I truly understand that VFP programmers are not required to be experts in non-related areas, so I tried to simplify the examples as much as possible.

Example #1: Profitability.
Let say, company ABC located in USA has developed drug 'xyz'. It took them about 10 years to develop the drug, and total development expense stands at $200M. Now they start production. Company expects to sell about 1M cases in USA only and it wants to recover initial investment during first 5 years (year 1-5) of production. Company expects that it will not meet generic competition during first 10 years of production (if someone does not know what 'generic' means here, I will explain it later). Also, I accept one of this board characters claiming patent protection length at 17 years (frankly, I don't want to search for the number myself). However, one should remember that company applied for the patent during development phase, i.e. time is already ticking and significant part of the protection period is already over.
Company operating expense to produce 1 case of the drug is $10, so company plans to set $50 case price. It would give them annual operating profit (50-10)*1M=$40M.
Question #1: Will company 'ABC' be profitable during first 5 years of production?
Answer #1: This question is not complete, i.e. company will be profitable in narrow ('operating') sense only, but it will not be profitable in general ('investment') sense until initial $200M investment recovered, i.e.until year #6 of production.
Question #2: Can company 'ABC' reduce drug price to $30/case?
Answer #2: Company could do whatever it wishes but this move would make it unprofitable in investment sense during first 10 years of operations; and after 10 years generic competition will squeeze operating profits down.

Example #2: Globalization. Scenario #1.
Company got an idea to sell drug 'xyz' on foreign markets. It estimates that total foreign sales could reach 500K cases/year. The only issue is that foreign governments want price reduced to $30/case.
Question #1: Should company pursue this deal?
Answer #1: Sure, why not. Selling overseas will make $10M/year in additional operating profits, so company will be able to recover initial investment in 4 years instead of 5.
Question #2: Will company 'ABC' be profitable during first 4 years of production?
Answer #2: This question is not complete, i.e. company will be profitable in narrow ('operating') sense only, but it will not be profitable in general ('investment') sense until initial $200M investment recovered, i.e.until year #5 of production.
Question #3: Are any problems with selling overseas?
Answer #3: If drugs sold for $30 overseas and they will be re-imported back to USA then company will be effectively forced to sell any case for $30, and this would a profitability problem (see Question #2 in the Example #1).

Example #3: Globalization.
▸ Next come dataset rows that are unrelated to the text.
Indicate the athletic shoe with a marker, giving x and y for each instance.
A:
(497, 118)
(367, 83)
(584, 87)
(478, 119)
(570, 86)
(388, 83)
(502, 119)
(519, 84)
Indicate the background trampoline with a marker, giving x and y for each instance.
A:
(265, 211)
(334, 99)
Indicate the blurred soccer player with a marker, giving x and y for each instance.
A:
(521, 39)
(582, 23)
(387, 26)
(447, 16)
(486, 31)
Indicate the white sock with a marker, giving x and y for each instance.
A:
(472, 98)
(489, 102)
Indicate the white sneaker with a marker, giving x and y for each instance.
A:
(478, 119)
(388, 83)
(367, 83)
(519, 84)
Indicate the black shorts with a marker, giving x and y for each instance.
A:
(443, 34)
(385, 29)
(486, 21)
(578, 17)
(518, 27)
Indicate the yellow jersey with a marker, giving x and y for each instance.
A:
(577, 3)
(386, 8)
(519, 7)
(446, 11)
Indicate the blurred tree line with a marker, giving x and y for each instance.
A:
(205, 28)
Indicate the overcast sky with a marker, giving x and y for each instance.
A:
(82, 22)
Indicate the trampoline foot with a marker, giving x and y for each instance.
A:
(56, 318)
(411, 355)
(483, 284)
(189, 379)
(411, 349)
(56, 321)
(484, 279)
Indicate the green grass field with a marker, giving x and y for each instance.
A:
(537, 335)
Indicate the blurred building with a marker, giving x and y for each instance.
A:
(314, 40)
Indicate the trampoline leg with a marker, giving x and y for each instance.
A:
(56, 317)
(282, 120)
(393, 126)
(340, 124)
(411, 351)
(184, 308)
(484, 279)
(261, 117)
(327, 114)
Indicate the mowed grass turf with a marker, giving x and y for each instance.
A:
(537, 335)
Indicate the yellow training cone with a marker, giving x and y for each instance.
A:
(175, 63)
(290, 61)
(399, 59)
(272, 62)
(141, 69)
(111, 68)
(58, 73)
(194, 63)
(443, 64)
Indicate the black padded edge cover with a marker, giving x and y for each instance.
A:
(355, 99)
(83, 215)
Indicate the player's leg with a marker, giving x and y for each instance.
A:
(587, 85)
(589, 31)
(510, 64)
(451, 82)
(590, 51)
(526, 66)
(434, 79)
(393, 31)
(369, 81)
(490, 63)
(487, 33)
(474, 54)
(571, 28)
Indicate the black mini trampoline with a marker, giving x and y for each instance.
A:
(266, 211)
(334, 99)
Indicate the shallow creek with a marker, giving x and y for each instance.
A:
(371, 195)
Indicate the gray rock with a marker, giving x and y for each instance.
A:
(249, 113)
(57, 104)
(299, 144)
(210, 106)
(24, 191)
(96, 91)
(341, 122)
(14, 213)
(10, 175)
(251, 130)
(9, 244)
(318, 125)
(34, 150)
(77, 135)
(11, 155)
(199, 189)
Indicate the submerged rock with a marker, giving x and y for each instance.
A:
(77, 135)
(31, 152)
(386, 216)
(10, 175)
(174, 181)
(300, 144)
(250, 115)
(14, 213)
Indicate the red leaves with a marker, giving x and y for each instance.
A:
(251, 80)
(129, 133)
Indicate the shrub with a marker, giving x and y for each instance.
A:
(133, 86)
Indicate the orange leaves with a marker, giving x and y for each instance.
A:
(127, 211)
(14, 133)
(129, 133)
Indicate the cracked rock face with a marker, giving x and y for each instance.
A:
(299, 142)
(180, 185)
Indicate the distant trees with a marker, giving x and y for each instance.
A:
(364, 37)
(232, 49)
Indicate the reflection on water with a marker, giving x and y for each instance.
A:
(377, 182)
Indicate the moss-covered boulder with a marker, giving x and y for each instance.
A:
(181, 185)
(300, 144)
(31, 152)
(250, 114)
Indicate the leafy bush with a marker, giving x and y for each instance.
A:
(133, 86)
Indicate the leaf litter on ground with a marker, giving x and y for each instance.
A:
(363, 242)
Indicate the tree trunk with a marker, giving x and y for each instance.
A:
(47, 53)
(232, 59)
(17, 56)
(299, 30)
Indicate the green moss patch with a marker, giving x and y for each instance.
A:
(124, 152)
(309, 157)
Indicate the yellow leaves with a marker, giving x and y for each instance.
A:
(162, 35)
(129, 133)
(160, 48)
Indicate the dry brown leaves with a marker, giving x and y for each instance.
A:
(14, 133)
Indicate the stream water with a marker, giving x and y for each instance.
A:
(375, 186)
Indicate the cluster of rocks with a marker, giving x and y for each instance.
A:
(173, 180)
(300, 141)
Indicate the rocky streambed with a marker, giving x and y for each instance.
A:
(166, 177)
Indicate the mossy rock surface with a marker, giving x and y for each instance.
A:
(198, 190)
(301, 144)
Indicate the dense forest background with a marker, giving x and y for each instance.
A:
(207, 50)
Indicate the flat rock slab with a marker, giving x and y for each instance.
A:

Scenario #2.
Company got an idea to sell drug 'xyz' on foreign markets. It estimates that total foreign sales could reach 500K cases/year. The only issue is that foreign governments want to subsidize drug price by $20/case, i.e. company will collect $50/case and government will reimburse own citizens by picking up $20/case, so final consumer price would be $30/case.
Question #1: Should company pursue this deal?
Answer #1: Sure, why not. Selling overseas will make $20M/year in additional operating profits, so company will be able to recover initial investment in 3.3 years instead of 5.
Question #2: Will company 'ABC' be profitable during first 3.3 years of production?
Answer #2: This question is not complete, i.e. company will be profitable in narrow ('operating') sense only, but it will not be profitable in general ('investment') sense until initial $200M investment recovered, i.e.until year #4 of production.
Question #3: Are any problems with selling overseas?
Answer #3: If drugs sold to customers for $30 overseas and they will be re-imported back to USA then company will be effectively forced to sell US-distributed cases for $30, and this would a profitability problem (see Question #2 in the Example #1). Besides that, foreign government will not be happy to subsidize $20/case for drugs effectively sold to US-based customers.